It continues north-east as Modderfontein Road, with Greenstone Shopping Mall on the southern side and Longmeadow Business Estate on the northern side. After meeting the M37 municipal route from Edenvale and the M54 municipal route from Alexandra in Greenstone, the R25 bypasses Modderfontein to the south and crosses the border between the City of Johannesburg Metropolitan Municipality and the City of Ekurhuleni Metropolitan Municipality. It then goes through the western and northern suburbs of the city of Kempton Park.

In Kempton Park, it first passes by the area separating Kempton Park West from Esther Park, where it crosses the M39 municipal route (Zuurfontein Avenue), the road between Isando in the south and Midrand/Thembisa in the north. It then becomes the road separating Edleen and Van Riebeeck Park from Terenure. It then becomes the road separating Birchleigh from Norkem Park and Birchleigh North. It proceeds to reach a t-junction with the M57 municipal route, just north of the M57's junction with the R23 route from Benoni.

The R25 joins the M57 northwards for 800 metres, bordering Esselen Park, up to the next junction (a 4-way junction) near Thembisa, where the R25 becomes the road to the right (east). Right after, it crosses the R21 highway between Pretoria and Johannesburg International Airport and makes a direct line for Bapsfontein. The distance is 20 km between Kempton Park and Bapsfontein.
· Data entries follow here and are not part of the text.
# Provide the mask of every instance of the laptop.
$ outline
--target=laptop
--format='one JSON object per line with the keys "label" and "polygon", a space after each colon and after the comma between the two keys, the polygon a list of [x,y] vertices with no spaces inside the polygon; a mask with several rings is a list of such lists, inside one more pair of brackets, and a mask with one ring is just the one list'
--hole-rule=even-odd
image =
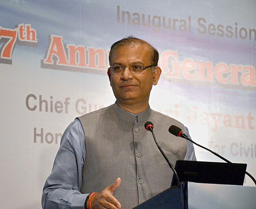
{"label": "laptop", "polygon": [[[201,161],[177,161],[175,165],[180,182],[233,184],[244,184],[247,164]],[[172,186],[177,186],[174,175]]]}

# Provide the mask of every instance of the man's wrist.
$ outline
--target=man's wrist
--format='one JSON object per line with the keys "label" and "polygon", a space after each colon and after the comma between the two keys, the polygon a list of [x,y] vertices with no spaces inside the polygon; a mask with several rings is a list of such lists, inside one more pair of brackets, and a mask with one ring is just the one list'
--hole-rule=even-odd
{"label": "man's wrist", "polygon": [[88,202],[88,200],[89,199],[89,197],[90,195],[90,194],[88,195],[86,197],[86,199],[85,199],[85,202],[84,202],[84,208],[85,209],[88,209],[87,202]]}

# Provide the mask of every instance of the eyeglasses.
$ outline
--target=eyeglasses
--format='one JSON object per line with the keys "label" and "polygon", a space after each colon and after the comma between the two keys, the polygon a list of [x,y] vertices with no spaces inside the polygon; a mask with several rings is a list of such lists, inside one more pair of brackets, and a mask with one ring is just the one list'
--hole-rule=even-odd
{"label": "eyeglasses", "polygon": [[142,67],[140,65],[124,66],[118,65],[114,65],[113,66],[111,66],[110,68],[111,72],[113,74],[122,73],[126,68],[129,68],[129,70],[132,73],[141,74],[143,72],[143,71],[145,69],[147,68],[148,68],[155,67],[157,65],[152,65],[146,67]]}

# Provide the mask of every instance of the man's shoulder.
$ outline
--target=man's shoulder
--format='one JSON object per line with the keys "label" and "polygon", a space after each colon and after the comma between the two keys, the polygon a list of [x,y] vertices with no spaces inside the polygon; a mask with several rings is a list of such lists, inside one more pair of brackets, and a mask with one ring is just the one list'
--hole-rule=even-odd
{"label": "man's shoulder", "polygon": [[170,117],[166,115],[165,115],[161,113],[157,112],[151,109],[153,116],[157,119],[157,121],[160,121],[162,123],[166,122],[170,124],[175,124],[179,127],[183,127],[184,125],[182,123],[176,119]]}

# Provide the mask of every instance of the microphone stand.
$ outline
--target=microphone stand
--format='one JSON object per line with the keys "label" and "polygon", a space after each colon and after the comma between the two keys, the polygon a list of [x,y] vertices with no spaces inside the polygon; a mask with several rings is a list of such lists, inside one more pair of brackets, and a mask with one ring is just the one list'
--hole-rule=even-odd
{"label": "microphone stand", "polygon": [[[154,133],[154,131],[153,131],[153,128],[152,128],[152,127],[151,127],[150,126],[148,127],[148,129],[149,130],[149,131],[152,133],[152,135],[153,135],[153,138],[154,138],[154,140],[155,142],[157,144],[157,147],[158,147],[159,150],[160,150],[160,152],[161,152],[162,155],[163,155],[163,157],[165,158],[165,159],[167,162],[168,165],[169,165],[169,166],[170,167],[171,169],[173,171],[173,173],[174,173],[174,175],[175,175],[175,177],[176,177],[176,178],[177,180],[177,182],[178,183],[178,186],[179,186],[179,187],[180,187],[180,179],[179,179],[179,177],[178,177],[178,175],[177,174],[177,173],[176,170],[175,170],[175,169],[174,167],[173,167],[173,166],[171,163],[171,162],[169,161],[169,159],[166,157],[166,155],[165,154],[163,151],[163,150],[162,150],[162,148],[159,146],[159,144],[158,144],[158,143],[157,142],[157,139],[156,138],[156,137],[155,136]],[[172,182],[172,181],[171,181]]]}

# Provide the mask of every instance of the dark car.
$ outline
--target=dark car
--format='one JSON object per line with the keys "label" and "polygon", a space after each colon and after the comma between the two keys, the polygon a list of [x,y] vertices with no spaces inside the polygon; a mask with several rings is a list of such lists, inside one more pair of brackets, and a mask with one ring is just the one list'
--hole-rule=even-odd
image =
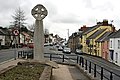
{"label": "dark car", "polygon": [[59,46],[58,51],[63,51],[63,48]]}
{"label": "dark car", "polygon": [[76,49],[75,54],[81,55],[81,54],[83,54],[83,52],[80,49]]}
{"label": "dark car", "polygon": [[65,47],[65,48],[63,49],[63,53],[68,53],[68,54],[70,54],[70,53],[71,53],[71,49]]}
{"label": "dark car", "polygon": [[28,46],[29,48],[34,48],[33,43],[28,43],[27,46]]}

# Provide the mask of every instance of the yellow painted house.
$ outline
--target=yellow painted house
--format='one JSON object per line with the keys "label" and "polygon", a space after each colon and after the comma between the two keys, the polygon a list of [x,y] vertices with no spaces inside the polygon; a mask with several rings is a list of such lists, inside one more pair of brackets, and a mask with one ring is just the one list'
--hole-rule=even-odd
{"label": "yellow painted house", "polygon": [[108,20],[103,20],[103,22],[98,22],[97,25],[84,32],[81,42],[83,45],[82,51],[91,55],[101,56],[101,43],[96,43],[95,41],[108,31],[112,32],[113,26],[108,24]]}

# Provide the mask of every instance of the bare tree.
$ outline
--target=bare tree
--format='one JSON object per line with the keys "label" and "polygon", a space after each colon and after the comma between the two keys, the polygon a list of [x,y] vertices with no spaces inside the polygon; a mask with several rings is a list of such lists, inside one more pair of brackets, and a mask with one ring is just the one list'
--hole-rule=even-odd
{"label": "bare tree", "polygon": [[15,13],[12,15],[12,18],[14,21],[12,22],[14,27],[20,29],[21,27],[24,27],[25,24],[25,12],[20,7],[15,10]]}
{"label": "bare tree", "polygon": [[29,29],[30,31],[34,31],[34,29],[35,29],[35,23],[33,23],[33,24],[31,24],[31,25],[28,25],[28,29]]}

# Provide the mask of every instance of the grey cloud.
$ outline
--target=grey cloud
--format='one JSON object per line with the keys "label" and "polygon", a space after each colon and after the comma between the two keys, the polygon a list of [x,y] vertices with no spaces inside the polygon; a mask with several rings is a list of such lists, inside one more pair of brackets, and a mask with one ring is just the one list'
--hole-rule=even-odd
{"label": "grey cloud", "polygon": [[55,23],[80,23],[80,17],[68,14],[68,15],[56,15],[54,18],[51,19],[52,22]]}
{"label": "grey cloud", "polygon": [[83,3],[85,3],[86,8],[91,8],[92,7],[91,0],[82,0],[82,1],[83,1]]}

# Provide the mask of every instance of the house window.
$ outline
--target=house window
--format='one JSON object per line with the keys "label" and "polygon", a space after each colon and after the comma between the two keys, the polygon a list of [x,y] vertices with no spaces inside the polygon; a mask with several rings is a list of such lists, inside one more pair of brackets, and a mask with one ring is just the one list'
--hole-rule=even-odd
{"label": "house window", "polygon": [[120,40],[118,40],[118,49],[120,49]]}
{"label": "house window", "polygon": [[115,62],[117,63],[118,62],[118,53],[116,53],[116,60]]}
{"label": "house window", "polygon": [[112,40],[110,41],[110,48],[112,48]]}

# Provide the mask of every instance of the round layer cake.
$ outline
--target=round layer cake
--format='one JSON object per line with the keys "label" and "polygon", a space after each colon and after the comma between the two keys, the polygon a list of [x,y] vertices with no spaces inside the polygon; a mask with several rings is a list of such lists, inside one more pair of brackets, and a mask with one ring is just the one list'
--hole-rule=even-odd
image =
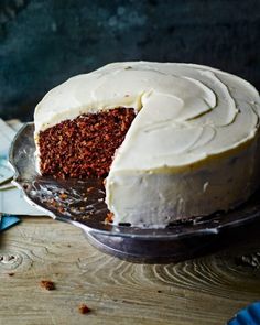
{"label": "round layer cake", "polygon": [[227,212],[257,189],[260,100],[194,64],[127,62],[75,76],[34,115],[37,169],[106,177],[113,224],[165,227]]}

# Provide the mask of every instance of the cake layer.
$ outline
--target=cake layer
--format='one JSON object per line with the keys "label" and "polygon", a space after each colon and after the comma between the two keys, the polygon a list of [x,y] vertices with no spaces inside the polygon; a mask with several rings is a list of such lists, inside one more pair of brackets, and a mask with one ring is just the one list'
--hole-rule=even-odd
{"label": "cake layer", "polygon": [[118,106],[137,117],[106,181],[115,224],[162,227],[234,208],[257,188],[259,94],[199,65],[115,63],[71,78],[35,109],[37,154],[42,131]]}
{"label": "cake layer", "polygon": [[117,148],[134,119],[131,108],[83,115],[40,132],[40,171],[66,177],[107,176]]}

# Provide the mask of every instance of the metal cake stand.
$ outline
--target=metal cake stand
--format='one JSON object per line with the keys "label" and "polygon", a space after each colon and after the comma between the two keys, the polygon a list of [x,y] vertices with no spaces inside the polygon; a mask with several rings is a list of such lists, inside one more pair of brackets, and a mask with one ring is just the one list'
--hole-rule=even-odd
{"label": "metal cake stand", "polygon": [[84,230],[99,250],[134,262],[191,259],[237,242],[248,228],[260,225],[260,192],[239,209],[176,223],[164,229],[145,229],[106,221],[102,180],[54,180],[35,170],[34,124],[26,123],[14,138],[9,161],[14,184],[44,215]]}

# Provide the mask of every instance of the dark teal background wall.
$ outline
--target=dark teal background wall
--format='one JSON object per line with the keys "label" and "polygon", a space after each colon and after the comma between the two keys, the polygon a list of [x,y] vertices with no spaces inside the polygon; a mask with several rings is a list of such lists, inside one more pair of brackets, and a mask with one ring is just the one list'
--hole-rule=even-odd
{"label": "dark teal background wall", "polygon": [[113,61],[194,62],[260,87],[259,0],[0,0],[0,117],[31,119],[68,77]]}

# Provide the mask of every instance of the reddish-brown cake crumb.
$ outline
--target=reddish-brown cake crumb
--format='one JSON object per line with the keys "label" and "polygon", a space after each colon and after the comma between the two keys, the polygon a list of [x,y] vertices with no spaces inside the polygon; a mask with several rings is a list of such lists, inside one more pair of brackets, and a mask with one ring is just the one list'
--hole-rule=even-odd
{"label": "reddish-brown cake crumb", "polygon": [[136,113],[115,108],[63,121],[40,132],[40,170],[57,178],[106,177]]}
{"label": "reddish-brown cake crumb", "polygon": [[48,291],[55,290],[55,283],[53,281],[42,280],[40,285]]}
{"label": "reddish-brown cake crumb", "polygon": [[88,314],[88,313],[91,312],[91,310],[89,310],[89,307],[88,307],[86,304],[80,304],[80,305],[78,306],[78,312],[79,312],[80,314]]}
{"label": "reddish-brown cake crumb", "polygon": [[107,214],[107,217],[106,217],[106,219],[105,219],[105,223],[109,223],[109,224],[111,224],[112,220],[113,220],[113,214],[112,214],[112,213],[108,213],[108,214]]}

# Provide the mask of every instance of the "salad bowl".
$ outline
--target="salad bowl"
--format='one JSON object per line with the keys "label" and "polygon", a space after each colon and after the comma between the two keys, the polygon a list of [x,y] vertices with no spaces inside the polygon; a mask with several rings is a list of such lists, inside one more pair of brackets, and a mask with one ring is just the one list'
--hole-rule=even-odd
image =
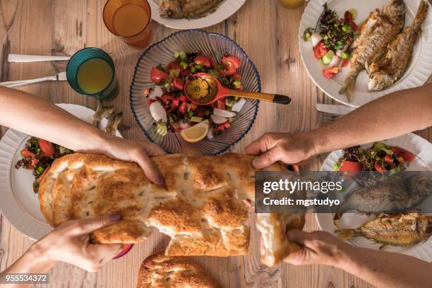
{"label": "salad bowl", "polygon": [[139,57],[130,88],[130,104],[135,119],[148,139],[160,145],[169,153],[214,155],[229,150],[249,131],[258,109],[259,101],[246,100],[241,110],[233,118],[229,128],[198,142],[184,140],[179,132],[169,131],[161,135],[155,128],[145,90],[153,87],[151,71],[160,64],[167,65],[174,60],[174,53],[200,53],[217,61],[224,55],[236,57],[240,61],[237,71],[241,76],[244,90],[260,92],[258,72],[241,47],[230,38],[217,33],[200,30],[179,31],[151,45]]}

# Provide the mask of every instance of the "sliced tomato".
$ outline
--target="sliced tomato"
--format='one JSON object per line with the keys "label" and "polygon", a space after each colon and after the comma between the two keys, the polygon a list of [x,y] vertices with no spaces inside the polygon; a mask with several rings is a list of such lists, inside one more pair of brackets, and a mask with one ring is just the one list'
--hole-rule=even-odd
{"label": "sliced tomato", "polygon": [[234,56],[225,56],[220,59],[220,63],[225,67],[226,69],[235,68],[236,69],[240,67],[240,60]]}
{"label": "sliced tomato", "polygon": [[172,78],[172,85],[174,85],[174,86],[179,90],[183,90],[184,88],[184,82],[183,82],[183,80],[181,80],[181,78],[177,76],[174,76]]}
{"label": "sliced tomato", "polygon": [[36,155],[32,152],[30,152],[28,149],[23,149],[21,150],[21,156],[29,158],[35,158]]}
{"label": "sliced tomato", "polygon": [[181,104],[179,107],[179,111],[180,113],[185,114],[188,112],[188,103],[186,102],[181,102]]}
{"label": "sliced tomato", "polygon": [[181,71],[184,70],[176,61],[169,62],[168,65],[167,65],[167,70],[170,71],[172,69],[179,69]]}
{"label": "sliced tomato", "polygon": [[328,49],[325,48],[324,42],[321,41],[315,47],[313,47],[313,56],[317,59],[320,59],[324,55],[328,52]]}
{"label": "sliced tomato", "polygon": [[39,147],[47,156],[52,156],[54,152],[54,149],[52,143],[44,139],[39,139]]}
{"label": "sliced tomato", "polygon": [[217,100],[217,108],[219,109],[222,109],[222,110],[224,110],[225,109],[227,109],[227,107],[225,105],[225,101],[224,100]]}
{"label": "sliced tomato", "polygon": [[383,167],[383,165],[381,165],[381,164],[380,164],[380,163],[378,163],[378,162],[376,162],[376,163],[375,163],[375,165],[373,165],[373,167],[374,167],[374,168],[375,168],[375,169],[376,169],[376,171],[378,171],[378,172],[383,172],[386,171],[386,170],[385,170],[385,168],[384,168],[384,167]]}
{"label": "sliced tomato", "polygon": [[150,78],[155,83],[160,83],[169,77],[169,74],[153,67],[150,71]]}
{"label": "sliced tomato", "polygon": [[337,74],[340,71],[340,68],[339,67],[328,68],[326,69],[323,70],[323,74],[324,75],[324,77],[328,79],[330,79],[332,78],[335,75]]}
{"label": "sliced tomato", "polygon": [[414,159],[416,159],[416,156],[411,152],[400,147],[393,147],[392,148],[392,151],[393,151],[393,153],[396,154],[396,156],[402,157],[404,158],[404,160],[408,162],[412,162]]}
{"label": "sliced tomato", "polygon": [[198,55],[195,57],[195,63],[198,65],[203,65],[206,68],[211,67],[211,58],[207,56]]}

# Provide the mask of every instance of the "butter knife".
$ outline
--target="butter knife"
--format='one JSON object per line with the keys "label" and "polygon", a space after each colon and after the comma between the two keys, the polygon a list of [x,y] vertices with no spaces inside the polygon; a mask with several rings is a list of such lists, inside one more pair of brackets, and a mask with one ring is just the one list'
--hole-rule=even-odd
{"label": "butter knife", "polygon": [[24,86],[29,84],[39,83],[46,81],[64,81],[66,80],[66,71],[61,72],[54,76],[42,77],[36,79],[17,80],[15,81],[0,82],[0,86],[15,88],[16,87]]}

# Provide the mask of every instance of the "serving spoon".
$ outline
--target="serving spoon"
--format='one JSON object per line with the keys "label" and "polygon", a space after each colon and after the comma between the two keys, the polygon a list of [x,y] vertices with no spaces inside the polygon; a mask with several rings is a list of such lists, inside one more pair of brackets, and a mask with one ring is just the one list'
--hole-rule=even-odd
{"label": "serving spoon", "polygon": [[279,94],[258,93],[229,89],[224,86],[216,77],[208,73],[197,73],[192,77],[194,78],[186,80],[184,85],[184,93],[193,103],[198,105],[208,105],[226,96],[258,99],[282,104],[287,104],[291,102],[291,98],[288,96]]}

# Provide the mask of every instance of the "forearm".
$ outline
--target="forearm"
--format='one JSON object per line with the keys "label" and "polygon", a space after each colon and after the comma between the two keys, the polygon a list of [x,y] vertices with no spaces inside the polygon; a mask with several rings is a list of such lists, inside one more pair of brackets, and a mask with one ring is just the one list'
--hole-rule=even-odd
{"label": "forearm", "polygon": [[30,94],[0,87],[0,125],[77,151],[104,145],[97,128]]}
{"label": "forearm", "polygon": [[432,84],[398,91],[309,132],[316,154],[389,139],[432,126]]}
{"label": "forearm", "polygon": [[432,264],[404,254],[350,246],[336,265],[377,287],[429,287]]}

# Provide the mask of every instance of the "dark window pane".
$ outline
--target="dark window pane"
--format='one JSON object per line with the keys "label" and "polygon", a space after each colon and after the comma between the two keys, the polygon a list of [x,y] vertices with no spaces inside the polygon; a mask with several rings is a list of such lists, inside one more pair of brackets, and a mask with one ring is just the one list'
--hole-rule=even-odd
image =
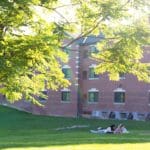
{"label": "dark window pane", "polygon": [[63,91],[61,95],[61,100],[62,101],[70,101],[70,91]]}
{"label": "dark window pane", "polygon": [[62,72],[64,73],[66,79],[71,78],[71,69],[70,68],[63,68]]}
{"label": "dark window pane", "polygon": [[99,92],[89,92],[88,101],[89,102],[98,102]]}
{"label": "dark window pane", "polygon": [[125,92],[115,92],[114,93],[114,102],[115,103],[124,103],[125,102]]}
{"label": "dark window pane", "polygon": [[89,78],[99,78],[99,75],[95,74],[94,68],[89,68]]}

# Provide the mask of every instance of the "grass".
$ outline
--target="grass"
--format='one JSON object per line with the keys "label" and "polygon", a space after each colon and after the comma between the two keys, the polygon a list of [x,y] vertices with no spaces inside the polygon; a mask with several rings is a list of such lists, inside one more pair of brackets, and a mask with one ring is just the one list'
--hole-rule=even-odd
{"label": "grass", "polygon": [[[91,134],[90,129],[123,123],[123,135]],[[86,128],[56,130],[73,125]],[[0,150],[149,150],[150,122],[35,116],[0,106]]]}

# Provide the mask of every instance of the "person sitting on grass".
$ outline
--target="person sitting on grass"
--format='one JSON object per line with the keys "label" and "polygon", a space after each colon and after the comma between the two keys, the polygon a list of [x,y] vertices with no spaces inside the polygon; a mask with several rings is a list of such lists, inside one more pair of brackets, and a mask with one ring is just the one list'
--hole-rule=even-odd
{"label": "person sitting on grass", "polygon": [[114,130],[114,134],[129,133],[123,124],[119,124],[118,127]]}
{"label": "person sitting on grass", "polygon": [[91,133],[114,133],[115,131],[115,125],[112,124],[107,128],[101,128],[99,127],[98,130],[90,130]]}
At Bapsfontein, the R25 meets the R50 from Pretoria and joins it going south-east for 1.6 km up until the junction with the R51 from Daveyton (the main four-way junction of Bapsfontein). At that junction, as the R51 is the road south-west to Daveyton, the R25 becomes the same road heading north-east from that junction towards Bronkhorstspruit while the R50 continues south-east to Delmas. While pointing towards Bronkhorstspruit, the R25 meets the eastern termini of the M30 and M6 municipal routes, which are coming from Garsfontein and Lynnwood in Pretoria East respectively, as well as the southern termini of the R515 and the R568.

The R25 meets the north-eastern terminus of the R42 just north of the Bronkhorstspruit Dam right before turning north and entering Bronkhorstspruit in the City of Tshwane Metropolitan Municipality. It intersects with the N4 highway (Maputo Corridor) and the R104 road (both coming from Pretoria in the west) and goes northwards through Bronkhorstspruit. The distance is 40 km between Bapsfontein and Bronkhorstspruit.

Afterwards, the R25 temporarily goes into Mpumalanga, where it bypasses Wolvenkop and intersects with the R544 from Witbank in the town of Verena, before proceeding into Limpopo province, where it passes through Dennilton before ending in the vicinity of the small farming town of Groblersdal, terminating at a junction with the N11 and the R33. The distance is 110 km between Bronkhorstspruit and Groblersdal.